Nakakahiya na rin!! First it was the Mexican people’s calling out Filipinos for our baffling beholdenness to the looks of their president Enrique Peña Nieto. Now we get a veiled lecture from Canadian Prime Minister Justin Trudeau to focus more on what is real rather than on the merely superficial.
I can only thank the hordes of netizens who “trended” the hashtag APEC hottie. Jesus Christ. It’s no wonder we elect so many dumb showbiz stars to lead us. A pretty European face is a big enough dopamine fix to divert intellectual faculties away from what is important and what matters. It’s no wonder ditzes like Alma Moreno can actually seriously consider running for the Philippine Senate!
The difference here is that these “APEC Hotties” Filipinos are trying to cut down to the level of their vacuous celebs are, on the inside, the real deals.
Trudeau’s message to us already sounds all-too-familiar because it has been all too often repeated…
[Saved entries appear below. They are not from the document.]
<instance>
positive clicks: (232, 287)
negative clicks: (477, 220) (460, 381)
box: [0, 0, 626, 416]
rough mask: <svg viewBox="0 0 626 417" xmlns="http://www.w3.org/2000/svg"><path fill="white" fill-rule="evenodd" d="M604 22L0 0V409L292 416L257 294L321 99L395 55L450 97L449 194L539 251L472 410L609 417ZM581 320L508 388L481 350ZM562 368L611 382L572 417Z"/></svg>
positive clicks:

He went on to share a lesson he learned from his father – the late former Prime Minister Pierre Trudeau – to set aside “positive impressions that weren’t grounded in reality” and instead focus on “substance.”“What I also had to learn is that there were a lot of people who liked my father and liked me for reasons entirely unrelated to who I actually was, and I had to learn to set aside positive impressions that weren’t grounded in reality,” Trudeau said.
Positive impressions not grounded in reality.
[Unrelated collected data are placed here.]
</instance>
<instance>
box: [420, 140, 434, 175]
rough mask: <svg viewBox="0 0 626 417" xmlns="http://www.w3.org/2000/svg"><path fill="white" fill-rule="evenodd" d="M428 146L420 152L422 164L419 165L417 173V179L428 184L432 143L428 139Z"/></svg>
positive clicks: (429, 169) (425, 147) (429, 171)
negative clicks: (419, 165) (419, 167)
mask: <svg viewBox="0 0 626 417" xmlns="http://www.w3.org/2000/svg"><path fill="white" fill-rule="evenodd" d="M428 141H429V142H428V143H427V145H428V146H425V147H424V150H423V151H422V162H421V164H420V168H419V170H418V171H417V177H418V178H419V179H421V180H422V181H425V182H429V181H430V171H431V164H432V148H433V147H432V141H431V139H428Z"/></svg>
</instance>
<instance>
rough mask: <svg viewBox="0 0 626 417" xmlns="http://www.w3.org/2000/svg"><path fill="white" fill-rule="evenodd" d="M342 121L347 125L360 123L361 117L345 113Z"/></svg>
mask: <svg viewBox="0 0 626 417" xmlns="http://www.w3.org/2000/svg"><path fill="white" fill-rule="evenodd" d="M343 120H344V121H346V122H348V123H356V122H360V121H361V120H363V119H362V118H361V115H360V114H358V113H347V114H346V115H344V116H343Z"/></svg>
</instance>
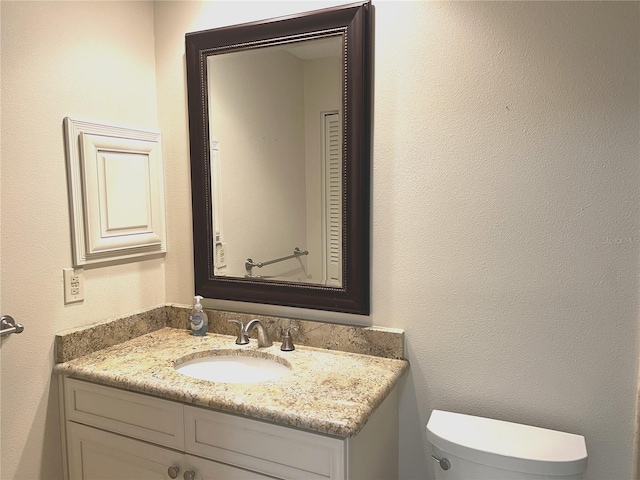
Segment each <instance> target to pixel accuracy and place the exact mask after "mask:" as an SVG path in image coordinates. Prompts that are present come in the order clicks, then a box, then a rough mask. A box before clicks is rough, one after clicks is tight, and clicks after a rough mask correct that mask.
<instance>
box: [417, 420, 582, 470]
mask: <svg viewBox="0 0 640 480" xmlns="http://www.w3.org/2000/svg"><path fill="white" fill-rule="evenodd" d="M427 438H428V439H429V441H430V442H431V443H432V444H433V445H434V446H436V447H438V448H439V449H440V450H442V451H443V452H445V456H446V453H450V454H452V455H455V456H457V457H460V458H464V459H466V460H470V461H473V462H476V463H481V464H484V465H490V466H493V467H497V468H503V469H507V470H512V471H516V472H524V473H532V474H538V475H575V474H578V473H582V472H584V471H585V469H586V468H587V447H586V444H585V441H584V437H582V436H581V435H573V434H571V433H564V432H558V431H556V430H547V429H544V428H538V427H532V426H529V425H521V424H517V423H510V422H503V421H501V420H493V419H490V418H482V417H474V416H471V415H463V414H460V413H452V412H444V411H442V410H434V411H433V412H432V413H431V417H430V418H429V423H428V424H427Z"/></svg>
The trouble with this manner with which we objectify people is that our perceptions of reality suffer. When we see a video of a kid dancing to the tune of “Happy” in the midst of the rubble left by Haiyan in Tacloban and slap the experience with the label “positive vibes”, we kind of ingrain it in our minds that everything will be alright now. And, guess what, important lessons remain unlearned. But, hey, that’s the “power of positivity” we are told by all these Chopran bozos that infest our social media timelines. We focus on possibilities rather than hindrances when we remain “positive”.
I don’t think so.
Just like the way the devil is in the detail, the lessons are in the negatives. The reason we work hard on getting a good education is because we recognize at the time we set out on that journey that our brains are emptyand have yet to be filled. We decide to get an education because of a tacit admission that the glass is half empty rather than live by the hubris of thinking that our brains are glasses that are half-full.
Justin Trudeau will likely win a Philippine election not just because Filipinas all over the archipelago will drop their panties for him but because he has a political pedigree, being the son of long-serving former Canadian Prime Minister Pierre Trudeau. Sounds familiar?
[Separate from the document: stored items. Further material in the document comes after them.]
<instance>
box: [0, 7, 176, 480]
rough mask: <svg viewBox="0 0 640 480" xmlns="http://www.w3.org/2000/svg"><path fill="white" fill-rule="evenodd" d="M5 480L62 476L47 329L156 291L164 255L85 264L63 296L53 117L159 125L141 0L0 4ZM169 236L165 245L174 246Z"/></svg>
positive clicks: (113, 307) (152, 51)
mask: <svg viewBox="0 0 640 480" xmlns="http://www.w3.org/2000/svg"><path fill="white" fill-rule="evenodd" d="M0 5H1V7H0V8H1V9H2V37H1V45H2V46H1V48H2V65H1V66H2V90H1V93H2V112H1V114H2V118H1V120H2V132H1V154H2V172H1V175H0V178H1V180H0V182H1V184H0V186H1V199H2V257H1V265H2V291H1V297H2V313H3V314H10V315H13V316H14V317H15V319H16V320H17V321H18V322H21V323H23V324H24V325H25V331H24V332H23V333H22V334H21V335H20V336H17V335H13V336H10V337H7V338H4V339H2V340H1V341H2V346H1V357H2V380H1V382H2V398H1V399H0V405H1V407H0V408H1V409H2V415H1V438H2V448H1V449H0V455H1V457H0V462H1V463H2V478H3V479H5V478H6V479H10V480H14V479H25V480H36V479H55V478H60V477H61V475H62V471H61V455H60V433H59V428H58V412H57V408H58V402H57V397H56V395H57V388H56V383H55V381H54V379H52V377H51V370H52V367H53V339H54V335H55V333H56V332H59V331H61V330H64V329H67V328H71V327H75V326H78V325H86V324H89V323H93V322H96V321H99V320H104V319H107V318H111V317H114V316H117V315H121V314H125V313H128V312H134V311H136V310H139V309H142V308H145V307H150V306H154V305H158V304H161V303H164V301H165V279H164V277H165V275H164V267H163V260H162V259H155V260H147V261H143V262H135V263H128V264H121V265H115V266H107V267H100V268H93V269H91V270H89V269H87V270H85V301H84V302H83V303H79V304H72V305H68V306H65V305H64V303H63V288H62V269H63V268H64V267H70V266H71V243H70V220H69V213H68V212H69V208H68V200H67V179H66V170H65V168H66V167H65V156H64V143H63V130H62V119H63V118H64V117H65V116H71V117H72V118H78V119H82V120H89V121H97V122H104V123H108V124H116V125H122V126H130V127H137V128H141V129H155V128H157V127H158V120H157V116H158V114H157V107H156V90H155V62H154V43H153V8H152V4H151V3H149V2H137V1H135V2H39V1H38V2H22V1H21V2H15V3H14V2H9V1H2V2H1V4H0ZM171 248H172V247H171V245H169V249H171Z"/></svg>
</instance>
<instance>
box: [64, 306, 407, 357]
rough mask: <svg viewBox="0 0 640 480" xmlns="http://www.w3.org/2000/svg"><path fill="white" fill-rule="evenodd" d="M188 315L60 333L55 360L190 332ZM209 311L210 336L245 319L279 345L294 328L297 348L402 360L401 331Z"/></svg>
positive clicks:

But did Justin Trudeau become the prime minister of Canada because of his looks or because of his pedigree? Perhaps there was a bit of that at work. But to suggest so as if those were the only criteria that matter in Canadian politics will likely insult Canadian voters to the bone. And Filipino voters? Filipino voters see no problem with being renowned for their penchant for voting on the basis of looks and pedigree platforms. (Obviously current Philippine President BS Aquino won on the basis of the latter)
And therein lies what sets apart the women from the teenage ditzes. Ditzes wear their ditziness with pride. Grown women look back to their years of being ditzes fondly but embrace their present self-assured maturity.
I suppose we could thank the paralysis Metro Manila suffered during this year’s APEC summit. When a mega-city like Manila grinds to a halt for an entire week, guess what, tens of millions of Filipinos are idled. And it goes without saying that idle minds spell trouble. But hey, I’ll put a positive spin to this mess and propose that at least these idle minds set themselves to the task of perving over Trudeau and Nieto. In other ghettoes around the world, idle minds fall prey to worse things — like the seductively radicalizing views of AK47-wielding false prophets.
In that regard, there is reason to be “thankful”. It could have been worse, right?